The rest of the world is buying all bonds, all the time, and there may be a bubble. Management fees are low.
Magna International (Toronto: MG)
Gail Bebee, author of No Hype—The Straight Goods on Investing Your Money, Toronto
The supplier of auto parts has the capability to expand where markets are growing. The stock price is cheap relative to earnings and book value. The company no longer has the overhang of dual-class shares.
It has a decent dividend, low payout ratio, manageable debt and lots of cash. Sales and earnings per share are rising. Any positive earnings surprises should be well rewarded.
MI Developments (Toronto: MIM)
Jim Huang, president and portfolio manager, T.I.P. Wealth Manager Inc., Toronto
The real estate investment trust and landlord of Magna International aims to become a diversified industrial REIT. It has an under-leveraged balance sheet and potential to raise its dividend payout, improve its property mix and enhance share value.
With a current yield around 6.6%, it certainly pays to wait for the strategy to be executed. I expect the stock to reach $45 to $50 in the next 12 months.
Poseidon Concepts (Toronto: PSN)
Sheryl Purdy, vice-president and investment advisor, Leede Financial Markets Inc., Calgary
I am most bullish on the maker of swimming-pool-sized portable storage tanks for the oil and gas industry because of the growth trajectory ahead.
One year ago, they had manufactured 25 units. They expect to enter 2012 with 240 units and a 90% utilization rate.

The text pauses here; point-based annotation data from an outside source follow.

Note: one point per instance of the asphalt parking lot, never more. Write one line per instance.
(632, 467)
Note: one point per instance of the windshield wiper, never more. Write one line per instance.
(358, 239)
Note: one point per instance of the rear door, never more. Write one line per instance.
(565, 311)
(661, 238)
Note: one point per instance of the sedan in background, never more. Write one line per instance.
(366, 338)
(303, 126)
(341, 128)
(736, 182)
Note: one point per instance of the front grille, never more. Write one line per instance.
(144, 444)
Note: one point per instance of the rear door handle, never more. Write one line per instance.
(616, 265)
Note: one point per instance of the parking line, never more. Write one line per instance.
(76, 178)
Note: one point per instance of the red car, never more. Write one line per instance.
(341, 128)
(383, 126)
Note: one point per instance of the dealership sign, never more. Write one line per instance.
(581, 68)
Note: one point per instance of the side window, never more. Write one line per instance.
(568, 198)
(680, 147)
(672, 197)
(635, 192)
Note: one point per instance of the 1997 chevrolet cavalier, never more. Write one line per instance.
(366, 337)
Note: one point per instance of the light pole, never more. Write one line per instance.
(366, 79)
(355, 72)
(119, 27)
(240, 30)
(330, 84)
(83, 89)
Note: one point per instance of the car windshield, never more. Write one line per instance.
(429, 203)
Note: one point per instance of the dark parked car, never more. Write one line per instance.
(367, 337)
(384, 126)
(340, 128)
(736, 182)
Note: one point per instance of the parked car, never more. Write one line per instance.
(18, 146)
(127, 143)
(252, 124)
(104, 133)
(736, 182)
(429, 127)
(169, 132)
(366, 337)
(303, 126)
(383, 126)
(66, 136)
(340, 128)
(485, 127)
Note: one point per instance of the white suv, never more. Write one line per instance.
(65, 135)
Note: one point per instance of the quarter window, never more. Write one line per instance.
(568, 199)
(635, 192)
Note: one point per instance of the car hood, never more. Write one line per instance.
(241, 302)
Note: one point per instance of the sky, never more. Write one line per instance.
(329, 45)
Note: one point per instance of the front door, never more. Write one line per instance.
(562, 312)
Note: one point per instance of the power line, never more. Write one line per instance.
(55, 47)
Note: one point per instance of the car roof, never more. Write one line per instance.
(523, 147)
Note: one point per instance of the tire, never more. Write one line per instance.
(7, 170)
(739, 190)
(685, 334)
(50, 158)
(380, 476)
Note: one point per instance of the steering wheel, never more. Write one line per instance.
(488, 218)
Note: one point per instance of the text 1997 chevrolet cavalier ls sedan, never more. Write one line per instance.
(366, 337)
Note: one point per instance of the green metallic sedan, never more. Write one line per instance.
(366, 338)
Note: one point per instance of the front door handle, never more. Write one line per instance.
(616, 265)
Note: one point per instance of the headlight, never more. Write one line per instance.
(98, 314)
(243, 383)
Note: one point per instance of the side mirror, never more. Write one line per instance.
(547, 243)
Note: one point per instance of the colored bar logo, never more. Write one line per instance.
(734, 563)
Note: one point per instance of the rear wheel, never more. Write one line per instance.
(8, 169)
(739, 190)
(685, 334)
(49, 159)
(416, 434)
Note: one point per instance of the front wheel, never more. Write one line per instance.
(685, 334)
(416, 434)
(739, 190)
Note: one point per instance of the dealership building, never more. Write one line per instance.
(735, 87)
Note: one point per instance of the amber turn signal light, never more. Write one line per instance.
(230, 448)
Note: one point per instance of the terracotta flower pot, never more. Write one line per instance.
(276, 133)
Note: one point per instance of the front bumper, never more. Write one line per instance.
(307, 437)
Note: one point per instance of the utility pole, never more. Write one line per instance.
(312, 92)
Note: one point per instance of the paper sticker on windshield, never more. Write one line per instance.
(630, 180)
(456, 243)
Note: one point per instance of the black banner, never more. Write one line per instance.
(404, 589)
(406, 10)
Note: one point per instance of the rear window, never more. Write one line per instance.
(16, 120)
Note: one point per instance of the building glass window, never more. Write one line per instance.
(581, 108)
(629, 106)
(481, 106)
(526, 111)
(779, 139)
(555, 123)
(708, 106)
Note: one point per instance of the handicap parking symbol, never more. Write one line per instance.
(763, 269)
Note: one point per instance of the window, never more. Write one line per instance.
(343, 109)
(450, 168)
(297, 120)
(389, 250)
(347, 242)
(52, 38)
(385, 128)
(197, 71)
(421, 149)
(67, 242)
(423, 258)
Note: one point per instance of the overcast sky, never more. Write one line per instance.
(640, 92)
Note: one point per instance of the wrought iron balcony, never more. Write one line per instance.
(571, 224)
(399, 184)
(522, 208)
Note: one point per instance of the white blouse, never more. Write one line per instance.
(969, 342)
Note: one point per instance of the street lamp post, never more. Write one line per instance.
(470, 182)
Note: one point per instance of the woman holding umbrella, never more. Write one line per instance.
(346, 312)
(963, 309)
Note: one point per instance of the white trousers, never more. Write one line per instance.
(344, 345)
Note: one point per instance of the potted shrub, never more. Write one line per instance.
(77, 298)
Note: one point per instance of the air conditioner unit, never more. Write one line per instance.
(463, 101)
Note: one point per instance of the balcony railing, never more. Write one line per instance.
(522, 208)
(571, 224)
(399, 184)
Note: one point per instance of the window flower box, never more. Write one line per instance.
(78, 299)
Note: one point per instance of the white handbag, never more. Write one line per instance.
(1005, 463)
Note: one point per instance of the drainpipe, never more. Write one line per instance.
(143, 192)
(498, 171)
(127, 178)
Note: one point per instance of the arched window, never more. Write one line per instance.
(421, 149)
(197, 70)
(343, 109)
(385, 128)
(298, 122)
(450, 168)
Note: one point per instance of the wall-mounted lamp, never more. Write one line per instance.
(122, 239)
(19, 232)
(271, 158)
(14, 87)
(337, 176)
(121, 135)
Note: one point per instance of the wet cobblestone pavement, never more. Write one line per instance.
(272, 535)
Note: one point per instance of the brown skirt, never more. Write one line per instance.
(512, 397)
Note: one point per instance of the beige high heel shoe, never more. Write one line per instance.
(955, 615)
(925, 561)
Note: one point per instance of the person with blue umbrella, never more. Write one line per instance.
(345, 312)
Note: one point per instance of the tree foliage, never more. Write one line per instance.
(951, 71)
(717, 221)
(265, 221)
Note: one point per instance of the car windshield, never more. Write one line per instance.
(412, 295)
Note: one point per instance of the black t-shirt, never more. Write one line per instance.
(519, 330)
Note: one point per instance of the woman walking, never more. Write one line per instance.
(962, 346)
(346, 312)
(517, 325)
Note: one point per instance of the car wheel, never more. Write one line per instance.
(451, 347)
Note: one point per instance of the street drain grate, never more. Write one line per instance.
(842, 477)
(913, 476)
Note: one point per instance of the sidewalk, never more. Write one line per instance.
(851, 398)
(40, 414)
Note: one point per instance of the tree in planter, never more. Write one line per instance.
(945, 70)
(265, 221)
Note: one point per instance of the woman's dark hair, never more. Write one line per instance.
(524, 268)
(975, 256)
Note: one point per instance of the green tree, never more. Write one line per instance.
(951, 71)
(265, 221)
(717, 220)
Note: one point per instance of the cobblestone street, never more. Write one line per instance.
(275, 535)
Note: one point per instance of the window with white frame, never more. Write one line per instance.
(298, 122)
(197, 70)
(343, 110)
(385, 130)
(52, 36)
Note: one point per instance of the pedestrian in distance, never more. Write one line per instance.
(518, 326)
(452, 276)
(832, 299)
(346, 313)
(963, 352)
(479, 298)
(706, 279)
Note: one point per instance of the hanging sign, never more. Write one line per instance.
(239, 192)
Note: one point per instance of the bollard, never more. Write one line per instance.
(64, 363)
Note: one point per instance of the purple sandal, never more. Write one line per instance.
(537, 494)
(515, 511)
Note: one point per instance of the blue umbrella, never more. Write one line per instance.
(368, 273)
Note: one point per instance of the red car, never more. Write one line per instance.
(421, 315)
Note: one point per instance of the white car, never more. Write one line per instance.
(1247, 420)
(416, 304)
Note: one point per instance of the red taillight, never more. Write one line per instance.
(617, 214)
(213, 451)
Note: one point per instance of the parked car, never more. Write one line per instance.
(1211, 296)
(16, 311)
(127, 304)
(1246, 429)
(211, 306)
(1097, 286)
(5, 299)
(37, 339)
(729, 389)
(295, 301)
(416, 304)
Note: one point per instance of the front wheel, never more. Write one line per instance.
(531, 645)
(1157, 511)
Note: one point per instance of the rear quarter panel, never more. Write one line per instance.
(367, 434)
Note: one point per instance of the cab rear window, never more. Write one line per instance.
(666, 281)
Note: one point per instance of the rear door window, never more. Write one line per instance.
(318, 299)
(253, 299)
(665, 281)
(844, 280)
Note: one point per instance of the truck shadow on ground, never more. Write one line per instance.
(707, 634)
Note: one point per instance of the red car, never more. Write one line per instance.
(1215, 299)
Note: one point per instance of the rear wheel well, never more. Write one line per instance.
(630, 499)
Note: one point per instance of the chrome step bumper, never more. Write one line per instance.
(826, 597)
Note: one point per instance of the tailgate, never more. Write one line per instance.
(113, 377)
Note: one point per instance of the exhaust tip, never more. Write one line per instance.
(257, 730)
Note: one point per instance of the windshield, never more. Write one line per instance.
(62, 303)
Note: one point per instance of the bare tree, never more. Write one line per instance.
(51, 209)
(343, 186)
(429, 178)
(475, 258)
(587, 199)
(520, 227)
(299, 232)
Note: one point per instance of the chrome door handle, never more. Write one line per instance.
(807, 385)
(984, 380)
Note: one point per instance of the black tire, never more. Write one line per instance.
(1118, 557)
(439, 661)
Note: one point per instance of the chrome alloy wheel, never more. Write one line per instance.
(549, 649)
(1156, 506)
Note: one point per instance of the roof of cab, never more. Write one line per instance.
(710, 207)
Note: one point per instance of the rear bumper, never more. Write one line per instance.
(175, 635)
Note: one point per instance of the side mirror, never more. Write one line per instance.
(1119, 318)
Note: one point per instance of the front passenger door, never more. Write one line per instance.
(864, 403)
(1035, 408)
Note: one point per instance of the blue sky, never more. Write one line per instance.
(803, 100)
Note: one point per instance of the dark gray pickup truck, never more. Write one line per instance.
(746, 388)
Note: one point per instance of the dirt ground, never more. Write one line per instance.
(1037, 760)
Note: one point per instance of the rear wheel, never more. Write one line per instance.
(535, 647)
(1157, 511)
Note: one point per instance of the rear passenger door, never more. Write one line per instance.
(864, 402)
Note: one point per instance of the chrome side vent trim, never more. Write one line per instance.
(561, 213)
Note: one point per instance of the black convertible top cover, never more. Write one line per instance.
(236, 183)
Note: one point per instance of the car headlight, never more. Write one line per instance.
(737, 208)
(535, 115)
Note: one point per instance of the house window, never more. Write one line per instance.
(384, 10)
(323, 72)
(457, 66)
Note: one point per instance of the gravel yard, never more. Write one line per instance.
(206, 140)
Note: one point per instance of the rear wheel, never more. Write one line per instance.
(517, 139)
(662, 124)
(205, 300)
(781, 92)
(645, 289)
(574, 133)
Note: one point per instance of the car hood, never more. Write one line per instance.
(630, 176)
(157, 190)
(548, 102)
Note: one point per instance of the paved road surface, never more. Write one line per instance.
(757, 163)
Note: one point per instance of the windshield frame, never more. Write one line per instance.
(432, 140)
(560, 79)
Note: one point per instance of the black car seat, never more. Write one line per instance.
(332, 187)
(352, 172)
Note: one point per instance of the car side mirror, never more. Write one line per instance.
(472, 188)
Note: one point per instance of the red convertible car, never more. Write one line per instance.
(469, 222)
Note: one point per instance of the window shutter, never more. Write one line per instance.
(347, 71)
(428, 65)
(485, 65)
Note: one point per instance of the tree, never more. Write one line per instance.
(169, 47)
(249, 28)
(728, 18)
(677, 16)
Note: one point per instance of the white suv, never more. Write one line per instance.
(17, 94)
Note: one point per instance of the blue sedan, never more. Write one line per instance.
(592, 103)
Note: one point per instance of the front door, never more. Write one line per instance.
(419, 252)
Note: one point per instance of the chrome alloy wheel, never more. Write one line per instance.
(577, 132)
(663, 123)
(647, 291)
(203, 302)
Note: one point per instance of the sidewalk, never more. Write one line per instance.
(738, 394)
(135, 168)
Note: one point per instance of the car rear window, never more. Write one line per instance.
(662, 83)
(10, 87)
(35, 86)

The bonus is that they have begun to pay a monthly dividend, so this stock offers growth and yield.
Retrocom Mid-Market Real Estate Investment Trust (Toronto: RMM.UN)
Yarith Chhiv, portfolio manager, Palos Management Inc., Montreal
This open-ended real-estate-investment trust is an attractive, sustainable, high-yielding dividend stock.
As income-oriented investors hold the shares for the payout, they benefit from the REIT's growth prospects and important support from SmartCentres, a developer and operator of shopping plazas.
SPDR S&P Regional Banking ETF (KRE)
Philip Pearlman, executive editor, StockTwits, Montebello, New York
Many readers will think it's crazy to suggest a financial ETF. At some point, though, banks will outperform again, and often it is when a sector is so disliked that it finally bottoms out.
I like the regional banks ETF because many of the component companies are cleaner than the money-center banks. I want to buy KRE during periods of weakness and write covered calls against it into strength.
Research In Motion (RIMM)
Steven Palmer, president and CIO, AlphaNorth Asset Management, Toronto
Despite recent disappointments and earnings downgrades at the BlackBerry maker, the consensus earnings estimate for 2012 is $3 per share.
RIM's price-to-earnings multiple is among the lowest on the Toronto Stock Exchange. It has no debt and lots of cash. It is hard to imagine sentiment getting any more negative, and any glimmer of hope could result in significant stock gains.
Research In Motion (RIMM)
Malvin Spooner, president, Sienna Capital Management Inc., Toronto
My philosophy has always been: when everyone has sold a stock, the only thing that can happen next is someone buys it. What's the catalyst? I don't care!
The BlackBerry maker has lots of cash and receivables, so no wonder scavenger hedge funds have beaten down the stock and hope to get a massively successful business on the cheap.